IV. Extended Use Cases
Walrus, developed by Sui founder Mysten Labs and expected to be launched this quarter, will be a blockchain-independent decentralized storage protocol that can expand Sui's functionality beyond the financial field by storing large-scale rich media data in a distributed manner.
Walrus works through a process called Red Stuff erasure coding, which splits and disperses data across multiple nodes, reducing reliance on traditional centralized hosting. Therefore, instead of having each Sui node save large files, Walrus offloads these blobs to its own network, keeping Sui's core ledger lean. By coordinating incentives and node management with the Sui blockchain, Walrus can operate efficiently without duplicating consensus or overloading storage.
This design opens up a wide range of possibilities. It will increase the capabilities of blockchain-based AI applications, which, through Walrus, can easily use decentralized data to train models for any use case. For media, Walrus provides a solution for storing content in a resilient, durable environment, which remains a problem for digital content. In addition, with Walrus Sites, developers can also build fully decentralized front-end websites that load their code and assets directly from Walrus, reducing reliance on traditional hosting. Even broader use cases, such as storing transaction history for high-speed chains or acting as an aggregated data availability layer, are possible on Walrus.
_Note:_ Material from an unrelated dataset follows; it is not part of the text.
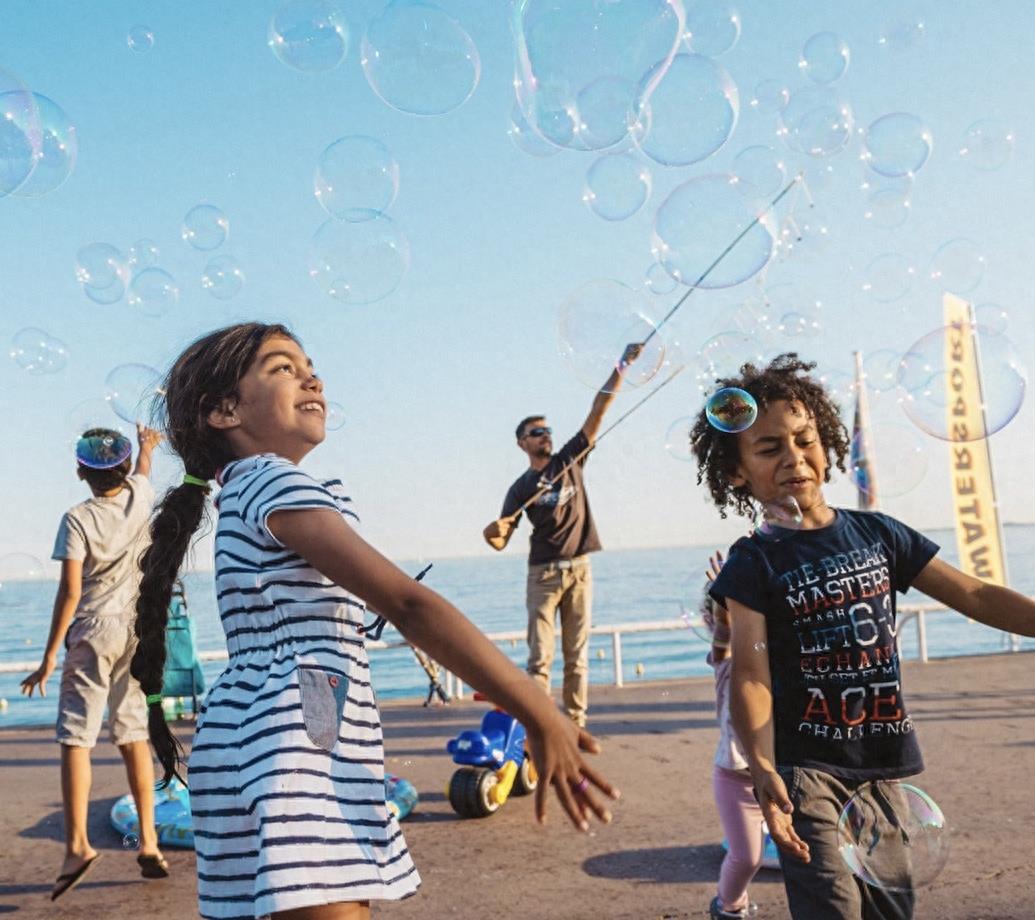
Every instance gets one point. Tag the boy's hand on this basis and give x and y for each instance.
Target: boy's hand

By handling the storage layer in a way that is both cost-effective and highly scalable, Walrus paves the way for diverse applications beyond the typical DeFi and NFT focus, further expanding what can be achieved within Sui’s growing ecosystem.
V. Major upgrades in the future
While Sui’s current focus is on catalysts such as Steamm’s capital-efficient AMM, Babylon/Lombard’s BTCfi liquidity, Ika’s cross-chain MPC, and Phantom/Backpack wallet integration, the network’s development does not end here.
Deeper upgrades such as Mysticeti v2 and SIP-45 are also coming. Mysticeti v2 improves Sui’s parallel transaction model, potentially unlocking faster confirmation speeds for DeFi, games, and other resource-intensive applications. Meanwhile, SIP-45 addresses the issue of transaction fees during periods of peak demand by proposing higher gas price limits and allowing users to pay extra for fast processing. This ensures that important operations don’t stall when network activity surges.
All in all, these developments are indicative of Sui’s broader ambitions. From increasing DeFi liquidity and user adoption to supporting large-scale data storage and advanced AI, Sui is laying the foundation to go beyond basic finance. As these protocols and upgrades come online, they will solidify Sui’s position as a versatile platform powered by the Move language — one that can host not only crypto’s current use cases, but also the next generation of high-throughput, decentralized services.